O FISET (Fundo de Incentivos Setoriais), criado através do Decreto-Lei 1376/74, foi a principal forma de incentivo fiscal de 1974 a 1988 com empréstimos a longo prazo com custos reduzidos. Permitia a dedução de imposto de renda para investimentos em projetos de reflorestamento.
Em 1974 é lançado o Plano Nacional de Papel e Celulose (PNPC). A pretensão de plantio era de 4 milhões de hectares de árvores. Programou-se para isso a implantação de 30 “Distritos Florestais”, áreas selecionadas visando a racionalização do processo de não dispersão dos recursos da área florestal. Havia uma divisão entre sub-distritos celulósicos e sub-distritos energéticos. A área mínima exigida era de 1.000 hectares por projeto e considerava-se a aproximação com as indústrias. As indústrias com base florestal próprias eram privilegiadas. Para garantir grandes áreas contínuas, o governo induziria a implantação das plantações em áreas definidas.
Outras modalidades de incentivos concedidos às empresas privadas foram no sentido de conceder isenção do Imposto de Importação (II) e do Imposto sobre Produtos Industrializados (IPI), além de estímulos à ampliação de produção destinada à exportação.
Em 1987 surge o II Plano Nacional de Papel e Celulose que estabelecia metas de expansão até 1995 (importação de equipamentos, implantação de novos reflorestamentos e exportação da produção). A projeção de ampliação da produção de celulose era de 3,5 milhões t/ano para 6,6 milhões t/ano.
Além dos financiamentos do BNDES em maior escala, outro mecanismo de financiamento e capitalização das empresas de celulose, sobretudo, foi a empréstimos junto a organismos internacionais, como a International Finance Corporation (IFC), do Banco Mundial. A captação de recursos no mercado internacional envolve diversas operações e bancos, como no caso da Aracruz Celulose com o Den Norske Bank, da Noruega, Citibank, J.P. Morgan, Chase Manhatan, Bolsa de Valores de New York.
Em 2000 é criado o Programa Nacional de Florestas (PNF), dentro do Ministério do Meio Ambiente, sob responsabilidade da Diretoria do Programa Nacional de Florestas.

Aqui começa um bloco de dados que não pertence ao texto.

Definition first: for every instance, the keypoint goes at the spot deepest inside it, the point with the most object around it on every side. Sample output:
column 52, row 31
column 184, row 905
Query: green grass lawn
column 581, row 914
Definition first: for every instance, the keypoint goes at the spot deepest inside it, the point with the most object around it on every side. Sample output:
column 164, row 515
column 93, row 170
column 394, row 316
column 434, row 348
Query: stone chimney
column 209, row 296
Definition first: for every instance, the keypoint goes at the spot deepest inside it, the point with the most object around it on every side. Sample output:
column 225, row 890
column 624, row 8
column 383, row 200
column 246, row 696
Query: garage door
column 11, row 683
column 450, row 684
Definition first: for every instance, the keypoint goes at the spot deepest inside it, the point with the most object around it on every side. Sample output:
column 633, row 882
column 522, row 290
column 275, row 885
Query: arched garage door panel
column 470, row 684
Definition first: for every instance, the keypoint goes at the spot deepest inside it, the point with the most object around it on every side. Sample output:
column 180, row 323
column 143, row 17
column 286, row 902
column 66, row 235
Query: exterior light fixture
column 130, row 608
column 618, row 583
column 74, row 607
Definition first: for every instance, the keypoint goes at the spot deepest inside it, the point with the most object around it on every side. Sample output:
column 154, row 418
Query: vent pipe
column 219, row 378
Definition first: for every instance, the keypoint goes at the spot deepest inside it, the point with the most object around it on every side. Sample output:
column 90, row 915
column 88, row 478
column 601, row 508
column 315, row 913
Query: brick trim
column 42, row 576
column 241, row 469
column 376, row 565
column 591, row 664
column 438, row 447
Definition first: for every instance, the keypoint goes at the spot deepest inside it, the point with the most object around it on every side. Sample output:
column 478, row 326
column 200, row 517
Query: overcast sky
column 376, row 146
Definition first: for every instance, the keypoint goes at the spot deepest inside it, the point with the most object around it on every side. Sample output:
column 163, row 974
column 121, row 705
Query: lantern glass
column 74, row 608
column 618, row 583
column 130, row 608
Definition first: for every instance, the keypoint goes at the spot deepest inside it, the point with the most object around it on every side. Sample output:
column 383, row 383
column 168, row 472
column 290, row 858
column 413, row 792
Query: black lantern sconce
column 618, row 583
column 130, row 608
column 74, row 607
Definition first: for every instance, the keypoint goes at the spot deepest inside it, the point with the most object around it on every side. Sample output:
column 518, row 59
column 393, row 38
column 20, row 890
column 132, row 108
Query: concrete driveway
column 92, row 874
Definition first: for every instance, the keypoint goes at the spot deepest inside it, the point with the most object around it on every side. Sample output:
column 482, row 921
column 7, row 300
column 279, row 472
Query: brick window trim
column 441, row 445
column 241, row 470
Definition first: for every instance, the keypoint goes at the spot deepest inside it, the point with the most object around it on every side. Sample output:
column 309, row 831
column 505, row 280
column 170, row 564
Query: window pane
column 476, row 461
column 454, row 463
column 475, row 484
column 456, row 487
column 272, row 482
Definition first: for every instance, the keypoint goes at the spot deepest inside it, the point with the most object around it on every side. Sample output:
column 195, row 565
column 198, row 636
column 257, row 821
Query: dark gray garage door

O Programa é implementado com recursos provenientes do Tesouro Nacional e de recursos provenientes de cooperação técnica e financeira externa, principalmente: Organização Internacional de Madeiras Tropicais (OIMT), Programa Piloto para Proteção das Florestas Tropicais (PPG7), do Fundo Mundial para o Meio Ambiente (GEF) e dos governos do Japão, Reino dos Países Baixos (Holanda) e Inglaterra.
De 2004 a 2007 o PNF tinha por uma de suas metas a expansão da base florestal plantada, por meio do plantio de 800 mil hectares em pequenas e médias propriedades, e de 1,2 milhão de hectares por meio de programas empresarias.
Para isso criou-se algumas linhas de financiamento ao plantio de árvores, cujos principais são: BNDES – FINEM (Financiamento Direto a Empreendimentos), PRONAF Florestal (coordenado pelo Ministério do Desenvolvimento Agrário desde 2002), PROPFLORA (coordenado pelo Ministério de Agricultura, Pecuária e Abastecimento, desde 2002).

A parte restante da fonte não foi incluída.